Zentrale Anlaufstelle fehlt
Die Diakonie fordert daher sowohl einen Rechtsanspruch auf technische Hilfsmittel für Menschen mit Sprachbehinderung als auch eine zentrale Anlaufstelle. Der offizielle Hilfsmittelkatalog des Hauptverbandes der Sozialversicherungsträger für assistierende Technologien stamme aus 1994, sagte Diakonie-Direktorin Maria Katharina Moser am Montag anlässlich des Welttages der Menschen mit Behinderung am 3. Dezember bei einem Hintergrundgespräch. Eine Zeit, in der es Sprachcomputer wie jenen, den Liam verwendet, noch gar nicht gab.
"Eigentlich ist das ein Skandal", so Moser - und vom Integrationsgedanken in Schule und Arbeitswelt meilenweit entfernt.

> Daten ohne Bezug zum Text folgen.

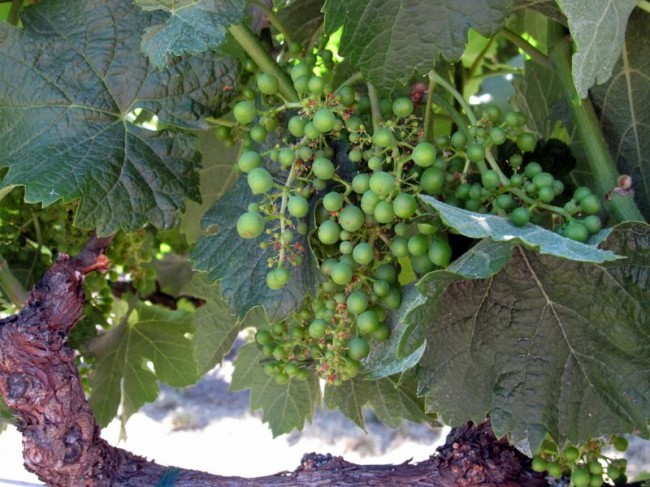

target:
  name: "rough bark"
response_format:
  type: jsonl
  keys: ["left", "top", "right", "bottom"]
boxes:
{"left": 0, "top": 237, "right": 586, "bottom": 485}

Könnte man die Betroffenen dank technischer Hilfsmittel in den Arbeitsmarkt integrieren, wäre das zudem volkswirtschaftlich von Vorteil: Laut Diakonie sind 63.000 Menschen in Österreich in ihrer Kommunikation beeinträchtigt.
"Bringen wir die Menschen mit Behinderung nicht in die Gesellschaft, verlieren wir Potenzial", ergänzte Wolfgang Anzengruber, Vorstandsvorsitzender des Stromunternehmens Verbund, das Menschen mit Behinderung zu seinen Mitarbeitern zählt. Gemeinsam mit Moser und Schwabegger betonte Anzengruber, dass diese nicht Bittsteller sein dürften für Hilfsmittel, die sie für die Teilnahme an der Gesellschaft brauchen. Seit zehn Jahren springt der Verbund-Empowerment-Fund der Diakonie ein. Rund 6000 Betroffene wurden bisher bezüglich unterstützte Kommunikation und assistierende Technologien beraten. Zu den Schwerpunkten zählen Frühförderung und rasche, unbürokratische Hilfe.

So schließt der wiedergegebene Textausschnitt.